Dentro il cuore di ITER: la visita al sito di Cadarache

Per raccontare da vicino questa sfida visionaria ci siamo recati a Cadarache, nel sud della Francia, tra campi di lavanda e villaggi di pietra color miele.

Qui, nel comune di Saint-Paul-lès-Durance, sorge il più grande centro europeo di ricerca sull’energia nucleare, sostenuto dal CEA (Commissariat à l’énergie atomique et aux énergies alternatives), l’ente pubblico francese che da decenni guida la ricerca avanzata nei settori dell’energia, della difesa, delle scienze della materia e della vita.

Da sinistra Alessandro Bonito Oliva, Luca Telese, Pietro Barabaschi, Luca Tosto, Massimiliano Tacconelli, Daniele Cristofani, Boris Bellesia, durante la visita alla centrale di Cadarache in Francia

Insieme a chi questa impresa la vive da protagonista ogni giorno, abbiamo varcato i cancelli di quello che può essere definito senza esitazione uno dei cantieri scientifici più ambiziosi mai realizzati dall’uomo. Luca Tosto, amministratore delegato di Walter Tosto, e Massimiliano Tacconelli, VP Nuclear e Big Science Director dell’azienda, ci hanno, infatti, accompagnato direttamente nel cuore del sito di Cadarache: il luogo in cui prende forma il futuro dell’energia.

Ad accoglierci c’era Pietro Barabaschi, Direttore Generale di ITER, che ci ha guidati all’interno del laboratorio, dove scienza, tecnologia e ingegneria lavorano all’unisono. Barabaschi, nato a Milano nel 1965 e laureato in ingegneria elettromeccanica all’Università di Genova, è la vera eccellenza italiana di questo progetto. Sin dagli anni ’90, ha ricoperto incarichi di rilievo sia in ITER sia in Fusion for Energy (F4E). Dal primo ottobre 2022 guida l’ITER Organization come Direttore Generale.

Dopo i controlli di routine e la distribuzione dei dispositivi di sicurezza, la nostra visita dentro al cuore di ITER ha avuto inizio. Grazie alle parole di Barabaschi – vere e proprie note di una lectio magistralis – ci siamo addentrati nella centrale, per scoprire cosa significhi, in concreto, “replicare il Sole sulla Terra”.

Fusione e fissione: la differenza che accende il futuro

La prima distinzione necessaria è tra fissione e fusione.

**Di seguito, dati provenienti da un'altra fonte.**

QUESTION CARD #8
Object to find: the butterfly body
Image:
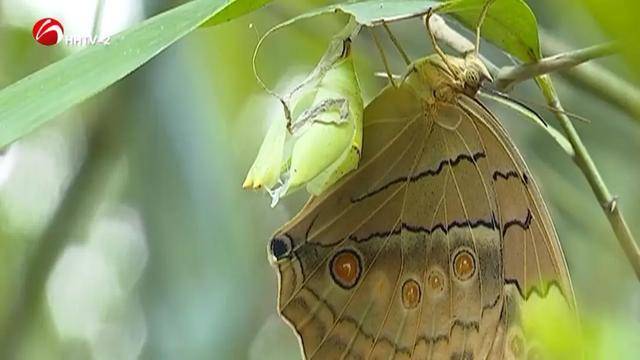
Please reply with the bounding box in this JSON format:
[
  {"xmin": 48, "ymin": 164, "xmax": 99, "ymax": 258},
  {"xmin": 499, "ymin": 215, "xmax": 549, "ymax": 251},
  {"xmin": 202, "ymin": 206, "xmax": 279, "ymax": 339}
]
[{"xmin": 268, "ymin": 52, "xmax": 575, "ymax": 359}]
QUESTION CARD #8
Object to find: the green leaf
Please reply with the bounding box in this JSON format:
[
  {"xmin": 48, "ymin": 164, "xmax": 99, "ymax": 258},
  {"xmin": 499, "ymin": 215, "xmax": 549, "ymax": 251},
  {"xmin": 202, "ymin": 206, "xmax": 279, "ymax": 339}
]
[
  {"xmin": 0, "ymin": 0, "xmax": 271, "ymax": 149},
  {"xmin": 261, "ymin": 0, "xmax": 440, "ymax": 31},
  {"xmin": 256, "ymin": 0, "xmax": 539, "ymax": 62},
  {"xmin": 440, "ymin": 0, "xmax": 541, "ymax": 61},
  {"xmin": 336, "ymin": 0, "xmax": 440, "ymax": 25}
]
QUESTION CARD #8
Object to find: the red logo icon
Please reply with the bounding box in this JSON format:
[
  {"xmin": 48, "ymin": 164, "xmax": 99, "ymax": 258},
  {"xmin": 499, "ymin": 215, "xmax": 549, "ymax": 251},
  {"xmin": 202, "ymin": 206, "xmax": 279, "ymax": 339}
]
[{"xmin": 32, "ymin": 18, "xmax": 64, "ymax": 46}]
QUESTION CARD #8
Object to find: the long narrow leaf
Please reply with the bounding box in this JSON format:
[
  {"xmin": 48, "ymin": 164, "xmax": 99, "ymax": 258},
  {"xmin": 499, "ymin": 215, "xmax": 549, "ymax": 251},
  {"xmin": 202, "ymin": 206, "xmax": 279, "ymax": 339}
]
[{"xmin": 0, "ymin": 0, "xmax": 271, "ymax": 148}]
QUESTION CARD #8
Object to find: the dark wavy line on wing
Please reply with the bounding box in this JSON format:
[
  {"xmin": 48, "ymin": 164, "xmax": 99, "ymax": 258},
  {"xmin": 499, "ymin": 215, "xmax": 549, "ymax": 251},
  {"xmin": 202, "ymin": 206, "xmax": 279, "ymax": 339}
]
[
  {"xmin": 481, "ymin": 293, "xmax": 502, "ymax": 317},
  {"xmin": 309, "ymin": 209, "xmax": 534, "ymax": 249},
  {"xmin": 414, "ymin": 319, "xmax": 479, "ymax": 346},
  {"xmin": 350, "ymin": 152, "xmax": 487, "ymax": 203},
  {"xmin": 492, "ymin": 170, "xmax": 529, "ymax": 185},
  {"xmin": 347, "ymin": 217, "xmax": 498, "ymax": 244},
  {"xmin": 294, "ymin": 307, "xmax": 417, "ymax": 358},
  {"xmin": 305, "ymin": 213, "xmax": 321, "ymax": 241},
  {"xmin": 504, "ymin": 278, "xmax": 565, "ymax": 302},
  {"xmin": 501, "ymin": 209, "xmax": 532, "ymax": 237}
]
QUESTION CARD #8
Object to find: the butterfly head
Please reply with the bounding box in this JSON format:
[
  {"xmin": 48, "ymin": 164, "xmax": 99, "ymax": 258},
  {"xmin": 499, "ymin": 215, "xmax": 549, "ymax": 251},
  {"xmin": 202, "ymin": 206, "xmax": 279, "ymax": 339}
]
[
  {"xmin": 418, "ymin": 53, "xmax": 493, "ymax": 99},
  {"xmin": 460, "ymin": 52, "xmax": 493, "ymax": 96}
]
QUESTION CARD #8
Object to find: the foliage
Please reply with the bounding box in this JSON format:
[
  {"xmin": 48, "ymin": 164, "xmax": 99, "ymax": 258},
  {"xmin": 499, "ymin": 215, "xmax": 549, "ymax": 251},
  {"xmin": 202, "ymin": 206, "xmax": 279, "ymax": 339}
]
[
  {"xmin": 440, "ymin": 0, "xmax": 541, "ymax": 61},
  {"xmin": 0, "ymin": 0, "xmax": 543, "ymax": 150},
  {"xmin": 0, "ymin": 0, "xmax": 271, "ymax": 149}
]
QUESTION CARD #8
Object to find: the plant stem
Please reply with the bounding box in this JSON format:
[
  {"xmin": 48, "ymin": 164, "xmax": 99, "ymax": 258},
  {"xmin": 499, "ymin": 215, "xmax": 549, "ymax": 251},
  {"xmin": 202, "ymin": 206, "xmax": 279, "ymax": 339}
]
[
  {"xmin": 496, "ymin": 42, "xmax": 617, "ymax": 90},
  {"xmin": 540, "ymin": 29, "xmax": 640, "ymax": 124},
  {"xmin": 537, "ymin": 75, "xmax": 640, "ymax": 280}
]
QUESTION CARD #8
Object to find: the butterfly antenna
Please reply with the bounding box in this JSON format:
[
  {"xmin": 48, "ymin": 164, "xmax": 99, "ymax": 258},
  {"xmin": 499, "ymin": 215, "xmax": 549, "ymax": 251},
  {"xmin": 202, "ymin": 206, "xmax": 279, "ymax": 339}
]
[
  {"xmin": 370, "ymin": 27, "xmax": 399, "ymax": 88},
  {"xmin": 381, "ymin": 21, "xmax": 411, "ymax": 65},
  {"xmin": 475, "ymin": 0, "xmax": 495, "ymax": 56},
  {"xmin": 483, "ymin": 87, "xmax": 592, "ymax": 123}
]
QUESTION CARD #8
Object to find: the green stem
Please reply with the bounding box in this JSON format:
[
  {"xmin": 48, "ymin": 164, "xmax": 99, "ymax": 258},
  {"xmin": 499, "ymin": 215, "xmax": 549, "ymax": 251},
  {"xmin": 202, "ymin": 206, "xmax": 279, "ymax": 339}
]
[
  {"xmin": 496, "ymin": 42, "xmax": 617, "ymax": 90},
  {"xmin": 537, "ymin": 75, "xmax": 640, "ymax": 280},
  {"xmin": 540, "ymin": 29, "xmax": 640, "ymax": 125}
]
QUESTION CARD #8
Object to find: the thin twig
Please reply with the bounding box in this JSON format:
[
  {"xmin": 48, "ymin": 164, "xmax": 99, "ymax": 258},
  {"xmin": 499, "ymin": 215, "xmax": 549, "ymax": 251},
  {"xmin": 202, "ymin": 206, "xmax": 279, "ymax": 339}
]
[
  {"xmin": 540, "ymin": 29, "xmax": 640, "ymax": 124},
  {"xmin": 430, "ymin": 14, "xmax": 640, "ymax": 280},
  {"xmin": 496, "ymin": 42, "xmax": 617, "ymax": 90},
  {"xmin": 537, "ymin": 75, "xmax": 640, "ymax": 279}
]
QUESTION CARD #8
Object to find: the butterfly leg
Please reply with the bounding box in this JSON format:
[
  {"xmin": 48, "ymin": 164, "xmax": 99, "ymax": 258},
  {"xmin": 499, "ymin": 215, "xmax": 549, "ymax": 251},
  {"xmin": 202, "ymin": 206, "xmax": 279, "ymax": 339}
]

La fissione, cioè la divisione di un nucleo atomico in parti più piccole, è quella che alimenta le centrali nucleari esistenti e può avvenire a temperatura ambiente.

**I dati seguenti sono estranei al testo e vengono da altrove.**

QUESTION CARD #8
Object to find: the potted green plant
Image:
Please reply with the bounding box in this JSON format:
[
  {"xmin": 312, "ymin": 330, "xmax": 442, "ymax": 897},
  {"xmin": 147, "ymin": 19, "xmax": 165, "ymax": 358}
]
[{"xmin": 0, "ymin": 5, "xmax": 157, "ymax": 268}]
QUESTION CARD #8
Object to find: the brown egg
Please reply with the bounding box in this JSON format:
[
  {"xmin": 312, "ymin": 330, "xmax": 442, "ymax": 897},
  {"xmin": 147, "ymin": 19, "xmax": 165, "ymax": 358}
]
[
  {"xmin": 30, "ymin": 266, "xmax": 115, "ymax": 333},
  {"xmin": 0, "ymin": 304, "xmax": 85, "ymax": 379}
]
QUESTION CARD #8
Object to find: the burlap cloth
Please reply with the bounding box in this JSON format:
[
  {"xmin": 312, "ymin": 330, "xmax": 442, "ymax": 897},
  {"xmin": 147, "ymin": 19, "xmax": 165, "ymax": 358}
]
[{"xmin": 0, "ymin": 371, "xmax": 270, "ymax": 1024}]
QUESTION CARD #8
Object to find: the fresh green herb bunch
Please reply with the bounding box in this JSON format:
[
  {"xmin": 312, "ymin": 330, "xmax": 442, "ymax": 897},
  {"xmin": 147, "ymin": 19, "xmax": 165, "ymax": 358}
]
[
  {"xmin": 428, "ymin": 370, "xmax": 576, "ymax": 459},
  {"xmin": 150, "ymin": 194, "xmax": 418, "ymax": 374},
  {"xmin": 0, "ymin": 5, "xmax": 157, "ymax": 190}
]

La fusione, al contrario, richiede condizioni estreme: densità e calore elevatissimi. Sul Sole ci pensa la forza di gravità a comprimere i nuclei di idrogeno fino a farli collidere. Sulla Terra, dove questa pressione non esiste, si utilizzano due isotopi dell’idrogeno più reattivi – deuterio e trizio – e li si porta a temperature comprese tra i 100 e i 150 milioni di gradi.

Per ottenere questa condizione, ITER si affida a un gigantesco tokamak, l’enorme struttura metallica a forma di ciambella per trasformare il gas in plasma, il cosiddetto “quarto stato della materia”. A mantenere il plasma sospeso, impedendo che tocchi le pareti, sono i campi magnetici generati da magneti superconduttori: una sfida ingegneristica che mette fianco a fianco i 150 milioni di gradi del plasma e i -270 °C necessari ai magneti, separati da poco più di un metro.

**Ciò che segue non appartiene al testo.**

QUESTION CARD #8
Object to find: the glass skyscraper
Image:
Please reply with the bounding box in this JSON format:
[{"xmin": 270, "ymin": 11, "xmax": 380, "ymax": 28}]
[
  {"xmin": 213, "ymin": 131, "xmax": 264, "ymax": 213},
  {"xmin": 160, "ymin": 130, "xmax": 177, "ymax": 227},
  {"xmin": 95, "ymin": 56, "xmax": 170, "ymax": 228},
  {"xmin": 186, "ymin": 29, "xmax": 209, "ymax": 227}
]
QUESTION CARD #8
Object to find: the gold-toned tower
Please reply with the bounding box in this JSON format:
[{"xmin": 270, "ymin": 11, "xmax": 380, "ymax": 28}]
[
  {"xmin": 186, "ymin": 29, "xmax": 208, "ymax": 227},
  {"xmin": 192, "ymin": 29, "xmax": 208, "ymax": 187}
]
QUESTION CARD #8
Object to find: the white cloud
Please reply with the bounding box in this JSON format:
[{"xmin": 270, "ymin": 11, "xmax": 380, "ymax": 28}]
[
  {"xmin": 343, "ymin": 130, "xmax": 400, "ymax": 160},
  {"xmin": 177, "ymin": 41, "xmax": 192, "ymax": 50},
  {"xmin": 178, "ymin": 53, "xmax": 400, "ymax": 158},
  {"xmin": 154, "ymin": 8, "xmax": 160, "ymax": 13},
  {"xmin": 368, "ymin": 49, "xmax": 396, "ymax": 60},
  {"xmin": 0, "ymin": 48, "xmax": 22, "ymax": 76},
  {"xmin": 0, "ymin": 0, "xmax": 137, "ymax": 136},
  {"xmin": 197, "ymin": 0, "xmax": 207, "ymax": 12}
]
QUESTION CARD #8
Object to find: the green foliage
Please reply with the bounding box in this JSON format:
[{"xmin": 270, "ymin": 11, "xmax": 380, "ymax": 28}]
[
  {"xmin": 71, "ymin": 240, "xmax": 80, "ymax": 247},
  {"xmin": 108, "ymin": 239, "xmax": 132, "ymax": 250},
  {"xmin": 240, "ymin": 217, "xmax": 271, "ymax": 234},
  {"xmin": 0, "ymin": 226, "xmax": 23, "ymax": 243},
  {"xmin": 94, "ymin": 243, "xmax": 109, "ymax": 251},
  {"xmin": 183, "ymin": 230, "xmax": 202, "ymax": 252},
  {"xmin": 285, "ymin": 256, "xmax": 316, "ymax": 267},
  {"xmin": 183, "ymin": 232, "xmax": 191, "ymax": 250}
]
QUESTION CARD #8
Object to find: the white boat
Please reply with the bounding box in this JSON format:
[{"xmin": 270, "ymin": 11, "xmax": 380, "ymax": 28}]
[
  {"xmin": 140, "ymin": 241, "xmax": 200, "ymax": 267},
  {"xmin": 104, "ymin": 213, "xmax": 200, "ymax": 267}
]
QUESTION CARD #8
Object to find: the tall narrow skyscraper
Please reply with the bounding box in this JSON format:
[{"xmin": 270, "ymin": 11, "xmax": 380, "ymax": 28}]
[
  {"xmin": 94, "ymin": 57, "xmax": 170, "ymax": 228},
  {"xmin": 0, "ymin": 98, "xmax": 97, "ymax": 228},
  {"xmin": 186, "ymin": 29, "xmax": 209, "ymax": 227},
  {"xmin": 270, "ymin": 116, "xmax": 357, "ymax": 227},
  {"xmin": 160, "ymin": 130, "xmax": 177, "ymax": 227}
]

ITER e la sfida del plasma: verso l’energia da fusione sostenibile

Il passo successivo, e il vero banco di prova, è trattenere questo calore abbastanza a lungo da produrre più energia di quanta se ne consumi. I “record di fusione” di cui parlano i media riguardano proprio i progressi nella capacità di confinare il plasma e ridurre al minimo le perdite energetiche. ITER si pone un obiettivo chiaro: riuscire a mantenere il plasma stabile per almeno dieci minuti consecutivi, dimostrando così che il “motore” della fusione può girare a regime. Sarà il passaggio decisivo verso la possibilità, in futuro, di un utilizzo industriale.

Restano tuttavia numerose sfide da superare, che spaziano dalla gestione del ciclo e dalla reperibilità del combustibile, fino ai complessi sistemi interni di auto-fertilizzazione del processo. Proprio queste incertezze rendono ancora impossibile stabilire con precisione quando potremo disporre del primo impianto in grado di produrre energia da fusione.

Il valore della ricerca e il contributo di Walter Tosto al progetto ITER

Infine, c’è la questione dei costi.

I detrattori sostengono che la fusione sia un investimento troppo oneroso e dai tempi incerti. Ma chi guida il progetto ribatte con una visione più ampia: ogni euro speso in ricerca porta con sé nuove competenze, tecnologie e applicazioni impreviste. Il ritorno di ITER potrebbe essere dirompente: non solo una nuova fonte di energia, ma un intero salto di civiltà.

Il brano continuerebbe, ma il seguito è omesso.